Na fase IA, considerando-se sua localização inicial e distribuição na superfície oclusal, bem
como as diferentes intensidades de força geradas pelo movimento mandibular durante sua
ocorrência, pode-se supor que a mastigação no eqüino tem outros efeitos sobre o alimento do
que simplesmente a trituração. Segundo a autora supracitada, na fase IA ocorre um efeito de
esgarçamento nas fibras de forragem, ou seja, seu rompimento ou fragmentação. O efeito de
esgarçamento seria resultado da combinação de máximo impacto de força promovida pelo
deslocamento mandibular e a abrasão gerada pela superfície cortante das pontas de
esmalte(Fig.2).
DE 6 a 9
_______________
Trituração
Esgarçamento
Amassamento
De 5 a 6
de 9 a 1
Figura 2 – Esquema do ciclo mastigatório do eqüino e seus efeitos sobre o alimento. Descrição do ciclo
mastigatório. O traçado representa o movimento mandibular durante o ciclo. O efeito de esgarçamento ocorre
durante a seqüência 5 a 6 da representação do movimento mandibular, no início da fase de impacto e atrito (IA).

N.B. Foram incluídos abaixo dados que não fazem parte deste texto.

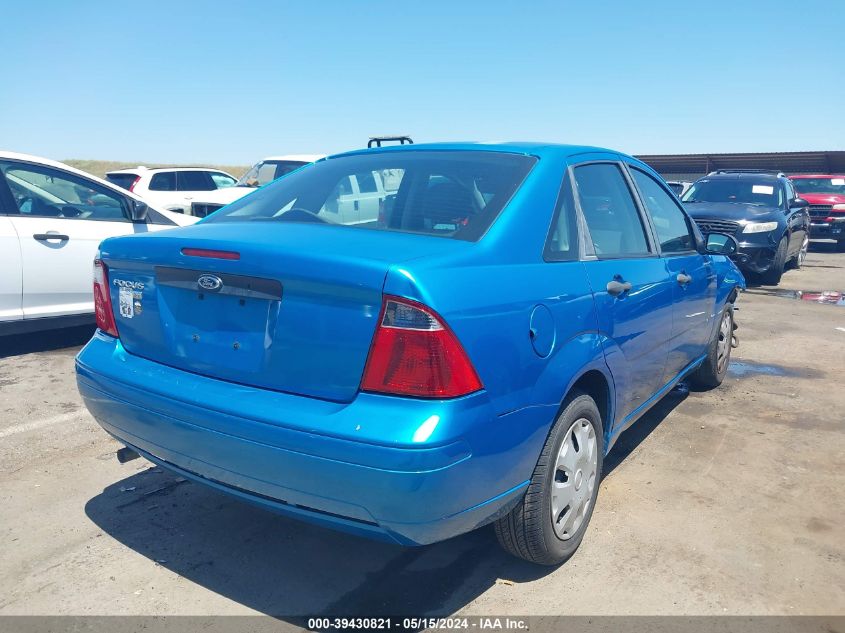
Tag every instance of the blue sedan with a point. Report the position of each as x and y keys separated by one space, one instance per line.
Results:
x=411 y=342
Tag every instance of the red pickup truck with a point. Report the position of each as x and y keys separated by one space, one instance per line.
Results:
x=826 y=195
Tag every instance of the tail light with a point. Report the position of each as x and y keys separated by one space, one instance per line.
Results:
x=102 y=301
x=415 y=354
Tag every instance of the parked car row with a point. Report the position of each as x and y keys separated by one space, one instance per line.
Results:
x=772 y=215
x=52 y=220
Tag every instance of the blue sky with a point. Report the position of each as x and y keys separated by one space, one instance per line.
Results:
x=230 y=82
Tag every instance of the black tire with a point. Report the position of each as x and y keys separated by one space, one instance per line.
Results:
x=798 y=261
x=772 y=276
x=527 y=531
x=713 y=370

O efeito de trituração ocorre no intervalo de 6 a 9, durante a fase de deslizamento das superfícies oclusais dos
dentes pré-molares e molares mandibulares e maxilares. O efeito de amassamento ocorre no intervalo 10 a 1da
representação do movimento mandibular.
Fonte: PAGLIOSA, 2004.
Segundo Dixon e Dacre (2005), não há um modelo padrão de mastigação. A maneira
pela qual o alimento é triturado depende da comida e do formato dos dentes molares e prémolares. Na mastigação é baseada sobretudo na repetição de um movimento cíclico resultante
da contração rítmica controlada de todos os músculos associados com abertura (depressão) e
fechamento (elevação) da mandíbula.
Os cavalos às vezes podem mastigar do lado direito ou do esquerdo, mas isso não é
comprovado, mesmo alguns animais apresentando uma maior excursão lateral de um lado do
que do outro. No momento da trituração deve haver contato entre as quatro hemi-arcos
dentários, porém, observa-se que, as vezes, só há o contato entre duas. Isso leva a conclusão
de que há uma tendência de um atrito desigual, que é resultado de uma variação na fisiologia
da mastigação (EASLEY, 1999).
O atrito no arco pode ser modificado de um lugar para o outro ao longo da vida do
cavalo através de patologias dentárias dolorosas, o tempo gasto na mastigação, a natureza do
material a ser mastigado e as características físicas do dente, como cáries (DIXON &
DACRE, 2005).
Para a avaliação dos movimentos de excursão lateral da mandíbula, a cabeça do cavalo
deve estar em posição neutra, que é a posição que o animal adota quando está mastigando.
Esta avaliação deve ser preferencialmente realizada com o fornecimento de forragem de fibra
longa, semelhante a que é encontrada durante o pastoreio (BAKER, 1998).